Tuesday, May 29, 2007

Tis the Season for Baby Birds and Blooming Wildflowers

Heading towards the spigot in Harry's yard, with a bucket to get water, what should I see but a fledgling perched on one of Cousin Harry's many pieces of farm machinery, phone booths, bells, buffalo heads and the like that decorate his yard.
The young Robin gives me quite a look as I wheel the wagon with the bird water down the hill towards the Emu pen.

Instead of meeting me at the gate when I check on his food and water supply like usual. Emmie the Emu is behind his house bumping his chest into the fence. Harry, Emmie's owner has been in the hospital for some days and I wonder if Emmie is trying to get out and go look for him. In the meantime there are Barn Swallows zooming in and out of Emmie's front door. Have they a nest in there?
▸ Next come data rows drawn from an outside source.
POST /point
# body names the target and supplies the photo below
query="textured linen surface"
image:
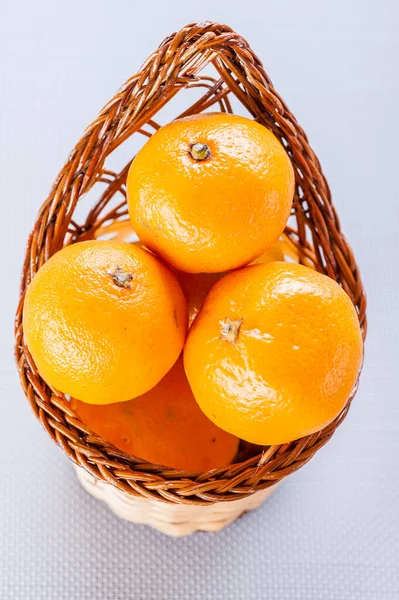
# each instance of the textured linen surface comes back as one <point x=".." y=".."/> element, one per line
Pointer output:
<point x="330" y="532"/>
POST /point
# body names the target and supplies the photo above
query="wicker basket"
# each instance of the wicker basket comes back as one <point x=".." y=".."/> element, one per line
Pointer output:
<point x="174" y="501"/>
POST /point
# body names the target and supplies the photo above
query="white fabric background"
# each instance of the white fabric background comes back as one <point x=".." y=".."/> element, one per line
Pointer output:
<point x="331" y="531"/>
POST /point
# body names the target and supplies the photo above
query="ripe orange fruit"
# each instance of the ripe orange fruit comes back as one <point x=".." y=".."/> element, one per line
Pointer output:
<point x="210" y="192"/>
<point x="196" y="286"/>
<point x="104" y="321"/>
<point x="164" y="426"/>
<point x="274" y="352"/>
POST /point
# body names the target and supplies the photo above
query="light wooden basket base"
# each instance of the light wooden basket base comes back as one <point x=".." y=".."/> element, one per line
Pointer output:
<point x="172" y="519"/>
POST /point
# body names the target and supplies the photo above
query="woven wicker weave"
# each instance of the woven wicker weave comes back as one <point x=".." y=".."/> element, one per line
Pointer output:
<point x="314" y="232"/>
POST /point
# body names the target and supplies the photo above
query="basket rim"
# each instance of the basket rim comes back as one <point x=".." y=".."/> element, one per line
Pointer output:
<point x="172" y="67"/>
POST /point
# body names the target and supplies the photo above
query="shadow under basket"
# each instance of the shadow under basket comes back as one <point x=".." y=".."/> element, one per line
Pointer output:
<point x="178" y="502"/>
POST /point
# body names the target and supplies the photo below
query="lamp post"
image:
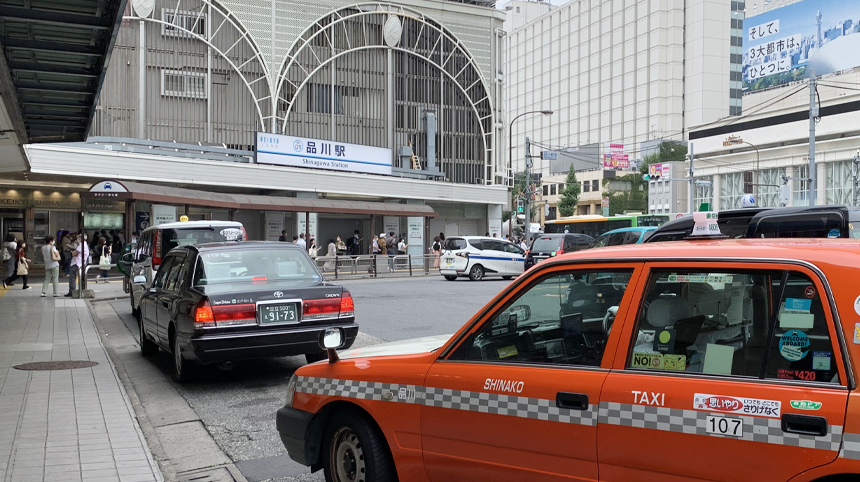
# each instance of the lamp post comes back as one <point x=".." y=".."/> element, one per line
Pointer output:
<point x="511" y="161"/>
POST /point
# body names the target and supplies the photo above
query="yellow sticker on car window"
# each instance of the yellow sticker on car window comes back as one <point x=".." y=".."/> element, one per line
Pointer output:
<point x="507" y="352"/>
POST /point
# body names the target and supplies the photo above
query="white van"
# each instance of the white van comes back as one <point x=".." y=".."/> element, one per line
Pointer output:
<point x="155" y="242"/>
<point x="480" y="256"/>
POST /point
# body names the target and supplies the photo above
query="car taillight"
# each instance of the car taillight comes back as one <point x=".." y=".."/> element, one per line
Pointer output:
<point x="347" y="306"/>
<point x="317" y="309"/>
<point x="208" y="316"/>
<point x="203" y="316"/>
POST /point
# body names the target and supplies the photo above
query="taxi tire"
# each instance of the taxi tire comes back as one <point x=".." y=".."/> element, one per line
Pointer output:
<point x="378" y="464"/>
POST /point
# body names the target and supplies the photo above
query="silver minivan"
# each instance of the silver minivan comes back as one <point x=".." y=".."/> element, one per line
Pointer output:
<point x="155" y="242"/>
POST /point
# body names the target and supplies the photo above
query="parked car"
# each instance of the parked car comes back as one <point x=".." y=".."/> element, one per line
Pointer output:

Yes, indeed! There is a Barn Swallow nest in Emmie's house and it's festooned jauntily with Emu feathers. Droppings clearly stand out on the edge. It is or has been in use. The adult Barn Swallows are chittering. One is perched on a bar inside and the other is circling above me.
Suddenly Emmie the Emu comes galloping at me from the corner of his house as I'm kneeling down peering at the nest inside. The adult Barn Swallows are scolding and whipping back and forth over my head and then here comes big Emmie with his long neck,stout beak, and gigantic feet...

It's definitely time to take off for the Wade Farm, the bird life is getting a little too rambunctious here in Harry's yard.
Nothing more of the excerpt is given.